The alley outside was a graveyard of twisted metal and cooling steam. My old carriage—the one that had been my only home for three years—sat slumped against the soot-stained wall, its axles snapped and its wood scorched. It was a carcass.

​"We can't walk out of here," I said, my voice rasping against the metallic tang of the air. "The Watch has already cordoned off the main vents. They'll have scry-sniffers on every street corner."

​Marta didn't look up from her workbench. She was busy decoupling the emerald cell from the stone slab. "I told you, Kaelen. You're a magnet for disaster. But I suppose I can't have you dying on my doorstep; it's bad for business."

​She walked toward the back of the workshop, where a heavy velvet curtain covered a massive alcove. With a sharp tug, she pulled the fabric away.

​It wasn't a carriage. It looked like a predatory insect made of matte-black iron and reinforced glass.

​"The Steel-Wraith," Marta muttered, her hand tracing the jagged lines of the vehicle's chassis. "A prototype interceptor I 'borrowed' from the Royal Armory's scrap pile. No horses. No brass gears. It runs on a Pressure-Core and four independent steam-jets."

​It had no seats for passengers—only a cramped, iron-ribbed cabin and a driver's cockpit that looked like a bird of prey's beak.
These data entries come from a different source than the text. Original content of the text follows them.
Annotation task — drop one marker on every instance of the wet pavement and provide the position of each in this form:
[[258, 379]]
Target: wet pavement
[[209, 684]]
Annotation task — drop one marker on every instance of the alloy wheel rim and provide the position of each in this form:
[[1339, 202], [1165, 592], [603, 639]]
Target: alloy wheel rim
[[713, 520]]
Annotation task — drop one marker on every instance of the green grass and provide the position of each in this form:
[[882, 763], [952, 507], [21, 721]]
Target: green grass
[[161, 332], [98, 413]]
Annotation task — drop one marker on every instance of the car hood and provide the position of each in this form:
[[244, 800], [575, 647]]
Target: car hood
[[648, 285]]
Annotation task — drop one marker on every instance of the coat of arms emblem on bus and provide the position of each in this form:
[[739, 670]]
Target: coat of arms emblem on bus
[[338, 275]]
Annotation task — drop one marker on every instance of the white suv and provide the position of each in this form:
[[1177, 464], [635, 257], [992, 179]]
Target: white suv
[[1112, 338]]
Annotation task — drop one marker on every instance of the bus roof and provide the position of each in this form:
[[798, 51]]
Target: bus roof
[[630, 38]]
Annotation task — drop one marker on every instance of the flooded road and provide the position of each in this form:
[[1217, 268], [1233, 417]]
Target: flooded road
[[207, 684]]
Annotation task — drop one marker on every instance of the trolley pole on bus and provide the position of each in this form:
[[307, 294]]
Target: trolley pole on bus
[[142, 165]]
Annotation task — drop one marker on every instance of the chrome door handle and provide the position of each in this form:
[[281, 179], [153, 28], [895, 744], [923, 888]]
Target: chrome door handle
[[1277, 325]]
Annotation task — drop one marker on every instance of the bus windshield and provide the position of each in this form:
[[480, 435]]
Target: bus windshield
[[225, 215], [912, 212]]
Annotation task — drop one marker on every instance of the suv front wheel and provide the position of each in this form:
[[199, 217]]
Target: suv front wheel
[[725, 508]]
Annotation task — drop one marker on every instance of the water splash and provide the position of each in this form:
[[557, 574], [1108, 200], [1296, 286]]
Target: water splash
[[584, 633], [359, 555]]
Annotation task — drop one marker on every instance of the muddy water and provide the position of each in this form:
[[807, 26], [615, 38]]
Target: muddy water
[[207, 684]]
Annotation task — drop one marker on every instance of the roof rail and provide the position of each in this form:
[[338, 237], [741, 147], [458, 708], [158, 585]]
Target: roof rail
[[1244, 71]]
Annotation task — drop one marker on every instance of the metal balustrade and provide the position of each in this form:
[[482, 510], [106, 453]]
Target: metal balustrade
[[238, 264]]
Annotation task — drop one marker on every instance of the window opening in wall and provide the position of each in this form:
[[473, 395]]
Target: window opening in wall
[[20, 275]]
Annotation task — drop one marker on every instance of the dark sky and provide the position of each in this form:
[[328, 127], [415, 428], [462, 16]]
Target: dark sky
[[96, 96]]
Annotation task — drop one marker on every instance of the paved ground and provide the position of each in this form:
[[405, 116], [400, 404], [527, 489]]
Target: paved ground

​"Can it break a Level 5 Lockdown?" I asked, stepping toward the black machine.

​"It can break a mountain if you've got the nerve to red-line the core," she replied. "But it doesn't have an Aether-lens. You'll have to drive by instinct, Ferryman. No mirrors. No magic. Just your eyes and the road."

​I looked at the father. He was clutching the stabilized vial to his chest, his eyes wide as he stared at the iron beast. "We're going in that?"

​"It's either that or a cage in the Spires," I said, opening the heavy iron hatch. "Get in. Stay low. If we hit something, don't scream—it wastes oxygen."

​I climbed into the cockpit. The smell was different here—not the rot of the slums, but the sharp, aggressive scent of high-grade kerosene and polished steel. I gripped the twin steering-levers. They felt cold. They felt hungry.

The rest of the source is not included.